Thirty-Day PLIANT Results Reported for Jotec's E-liac System

October 2, 2018—Jotec GmbH, a fully owned subsidiary of CryoLife Inc., announced 30-day results of the PLIANT study of the E-liac stent graft system in patients with common iliac aneurysms. PLIANT was an observational, prospective, nonrandomized, multicenter, international study conducted in 12 hospitals throughout Europe. The study enrolled 45 patients who were due to undergo implantation with the E-liac device.

According to the company, concomitant iliac artery aneurysms are a major anatomic challenge of endovascular aortic repair (EVAR) in patients with abdominal aortic aneurysms. They exacerbate the complexity of EVAR and increase the incidence of type Ib endoleak, iliac limb occlusion, and aneurysm rupture. Jotec's E-liac stent graft system was introduced to address these issues and is indicated for patients with aortoiliac or isolated iliac aneurysms.
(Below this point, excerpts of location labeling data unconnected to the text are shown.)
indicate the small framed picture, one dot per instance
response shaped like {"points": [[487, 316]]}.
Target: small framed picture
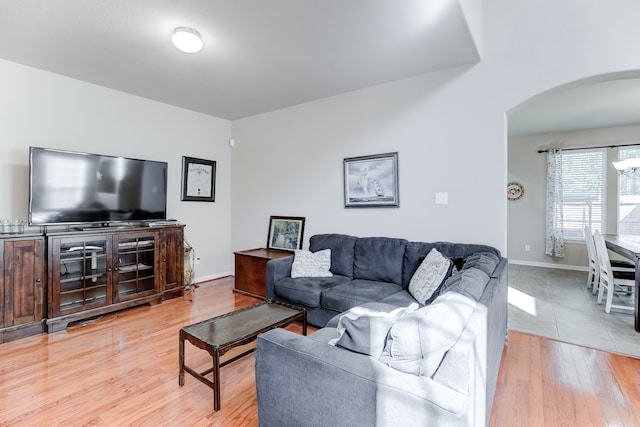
{"points": [[285, 233], [198, 180], [371, 181]]}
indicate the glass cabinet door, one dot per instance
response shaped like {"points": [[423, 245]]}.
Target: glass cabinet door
{"points": [[82, 269], [136, 266]]}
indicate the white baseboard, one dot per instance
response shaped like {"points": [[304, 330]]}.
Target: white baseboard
{"points": [[200, 279], [549, 265]]}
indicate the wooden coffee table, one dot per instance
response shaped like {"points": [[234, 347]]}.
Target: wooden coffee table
{"points": [[220, 334]]}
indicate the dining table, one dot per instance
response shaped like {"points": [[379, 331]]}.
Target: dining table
{"points": [[629, 247]]}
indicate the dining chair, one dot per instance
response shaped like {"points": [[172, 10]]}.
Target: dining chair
{"points": [[621, 269], [608, 283]]}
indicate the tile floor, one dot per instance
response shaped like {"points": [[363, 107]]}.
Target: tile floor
{"points": [[556, 304]]}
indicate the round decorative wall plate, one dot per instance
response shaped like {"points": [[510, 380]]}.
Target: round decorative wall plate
{"points": [[514, 191]]}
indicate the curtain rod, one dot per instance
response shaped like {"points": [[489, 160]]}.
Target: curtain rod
{"points": [[586, 148]]}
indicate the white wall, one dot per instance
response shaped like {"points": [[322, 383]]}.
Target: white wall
{"points": [[526, 217], [48, 110], [449, 128]]}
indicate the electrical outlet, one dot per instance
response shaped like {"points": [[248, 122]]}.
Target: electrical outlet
{"points": [[442, 198]]}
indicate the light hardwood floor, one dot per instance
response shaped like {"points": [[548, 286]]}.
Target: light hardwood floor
{"points": [[123, 370]]}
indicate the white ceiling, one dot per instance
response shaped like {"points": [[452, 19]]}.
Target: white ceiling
{"points": [[587, 106], [258, 55]]}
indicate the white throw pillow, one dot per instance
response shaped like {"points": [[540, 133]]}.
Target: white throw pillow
{"points": [[429, 275], [364, 330], [418, 341], [311, 264]]}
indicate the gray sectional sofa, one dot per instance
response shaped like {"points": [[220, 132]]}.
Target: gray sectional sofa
{"points": [[307, 381]]}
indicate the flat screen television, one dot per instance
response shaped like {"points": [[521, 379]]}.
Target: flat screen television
{"points": [[67, 187]]}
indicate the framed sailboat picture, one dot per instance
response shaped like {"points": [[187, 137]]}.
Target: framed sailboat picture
{"points": [[285, 233], [371, 181]]}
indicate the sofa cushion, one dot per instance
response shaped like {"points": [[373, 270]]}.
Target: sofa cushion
{"points": [[418, 341], [485, 261], [379, 259], [355, 292], [431, 273], [342, 251], [469, 282], [457, 252], [399, 299], [364, 330], [311, 264], [306, 290]]}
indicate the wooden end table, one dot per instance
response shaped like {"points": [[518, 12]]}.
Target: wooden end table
{"points": [[220, 334]]}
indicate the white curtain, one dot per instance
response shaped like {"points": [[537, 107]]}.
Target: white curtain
{"points": [[554, 233]]}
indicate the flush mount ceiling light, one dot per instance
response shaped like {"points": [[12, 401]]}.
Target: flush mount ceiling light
{"points": [[187, 39]]}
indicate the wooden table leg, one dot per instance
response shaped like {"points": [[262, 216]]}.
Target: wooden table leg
{"points": [[216, 380], [304, 324], [636, 323], [181, 360]]}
The purpose of the study was to examine the clinical and technical success of the E-liac side branched stent graft system when implanted in accordance with the indications for use. Data was collected at preoperative planning, intervention, before discharge, 30 ± 15 days, 12 ± 2 months, and 36 ± 2 months. All CT scans and final angiograms were analyzed by a core lab.
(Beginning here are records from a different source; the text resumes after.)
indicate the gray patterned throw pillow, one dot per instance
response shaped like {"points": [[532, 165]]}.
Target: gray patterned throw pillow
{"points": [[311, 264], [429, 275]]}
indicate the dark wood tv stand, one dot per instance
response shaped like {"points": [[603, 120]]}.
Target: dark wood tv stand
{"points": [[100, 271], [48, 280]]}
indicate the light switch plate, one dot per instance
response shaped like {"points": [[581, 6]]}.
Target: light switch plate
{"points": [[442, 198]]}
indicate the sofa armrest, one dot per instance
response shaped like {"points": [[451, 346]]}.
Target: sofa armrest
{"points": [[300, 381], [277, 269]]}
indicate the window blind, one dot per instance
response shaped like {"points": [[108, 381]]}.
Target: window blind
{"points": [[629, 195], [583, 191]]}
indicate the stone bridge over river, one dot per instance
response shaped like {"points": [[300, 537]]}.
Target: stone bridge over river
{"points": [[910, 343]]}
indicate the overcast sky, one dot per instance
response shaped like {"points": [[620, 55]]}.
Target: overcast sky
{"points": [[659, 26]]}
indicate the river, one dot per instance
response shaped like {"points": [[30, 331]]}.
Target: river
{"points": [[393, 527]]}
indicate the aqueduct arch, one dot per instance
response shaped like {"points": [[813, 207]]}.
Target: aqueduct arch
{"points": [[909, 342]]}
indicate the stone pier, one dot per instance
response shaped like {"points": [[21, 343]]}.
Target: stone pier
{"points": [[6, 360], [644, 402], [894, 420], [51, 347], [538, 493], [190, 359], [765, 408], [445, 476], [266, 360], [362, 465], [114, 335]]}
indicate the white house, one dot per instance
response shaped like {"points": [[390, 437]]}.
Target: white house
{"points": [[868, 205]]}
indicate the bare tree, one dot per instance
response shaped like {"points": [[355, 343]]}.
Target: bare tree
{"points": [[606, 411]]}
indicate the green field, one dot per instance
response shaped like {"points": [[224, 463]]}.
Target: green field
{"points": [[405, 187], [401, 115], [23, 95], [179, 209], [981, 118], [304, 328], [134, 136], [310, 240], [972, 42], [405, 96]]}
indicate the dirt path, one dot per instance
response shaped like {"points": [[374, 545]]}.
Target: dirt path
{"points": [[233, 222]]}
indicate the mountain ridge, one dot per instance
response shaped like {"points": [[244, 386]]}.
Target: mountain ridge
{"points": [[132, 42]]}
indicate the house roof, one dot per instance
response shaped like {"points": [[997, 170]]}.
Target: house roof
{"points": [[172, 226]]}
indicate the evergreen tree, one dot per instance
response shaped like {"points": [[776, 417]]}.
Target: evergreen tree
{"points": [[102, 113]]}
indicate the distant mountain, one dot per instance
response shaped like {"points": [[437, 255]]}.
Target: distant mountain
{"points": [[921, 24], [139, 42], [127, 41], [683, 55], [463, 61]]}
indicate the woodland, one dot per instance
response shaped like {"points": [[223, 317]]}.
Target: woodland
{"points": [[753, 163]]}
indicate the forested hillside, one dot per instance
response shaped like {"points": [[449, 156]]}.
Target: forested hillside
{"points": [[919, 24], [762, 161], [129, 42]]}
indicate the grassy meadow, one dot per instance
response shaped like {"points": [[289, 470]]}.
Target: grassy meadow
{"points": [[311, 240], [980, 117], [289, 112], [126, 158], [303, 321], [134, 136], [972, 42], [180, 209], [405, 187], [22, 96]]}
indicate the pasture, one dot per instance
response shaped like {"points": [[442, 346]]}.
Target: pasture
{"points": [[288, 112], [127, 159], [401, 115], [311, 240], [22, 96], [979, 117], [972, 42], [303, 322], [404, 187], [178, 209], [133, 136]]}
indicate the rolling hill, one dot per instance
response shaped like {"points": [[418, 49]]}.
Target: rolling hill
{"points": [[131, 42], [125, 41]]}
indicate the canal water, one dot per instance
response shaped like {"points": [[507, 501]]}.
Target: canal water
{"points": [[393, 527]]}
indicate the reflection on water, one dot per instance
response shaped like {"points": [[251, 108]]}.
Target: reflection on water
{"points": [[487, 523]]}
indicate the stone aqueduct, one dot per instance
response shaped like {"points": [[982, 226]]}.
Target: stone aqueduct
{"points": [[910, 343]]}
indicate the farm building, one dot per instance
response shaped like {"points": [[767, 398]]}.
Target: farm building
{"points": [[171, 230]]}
The company stated that the primary endpoint was aneurysm exclusion (no type I, III, IV endoleak) with primary patency of the internal iliac artery (IIA) and external iliac artery (EIA) on the E-liac implantation side, which is equivalent to the definition of clinical and technical success. Technical success was assessed at 24 hours after the index procedure whereas clinical success was determined at follow-up.

The investigators reported that the periprocedural primary patency rate of the IIA and EIA on the E-liac implantation side was 100%. Four patients had clinically relevant type Ia endoleak, three located in the infrarenal aorta and one in the common iliac artery. Two type Ia endoleaks were related to mismatch diameters of the graft and the respective landing zones.

Additionally, 30-day clinical success was achieved in 43/45 (96%) patients and three successful endovascular reinterventions were performed within 30-day follow-up. Primary patency at 30 days was 100% for the IIA and 98% for the EIA with 100% primary assisted patency in the latter.

The investigators concluded that the high clinical success rate, low number of reinterventions (2%), and excellent patency rate demonstrate the safety and feasibility of the E-liac stent graft system. Long-term results of this study will be published when available, advised Jotec.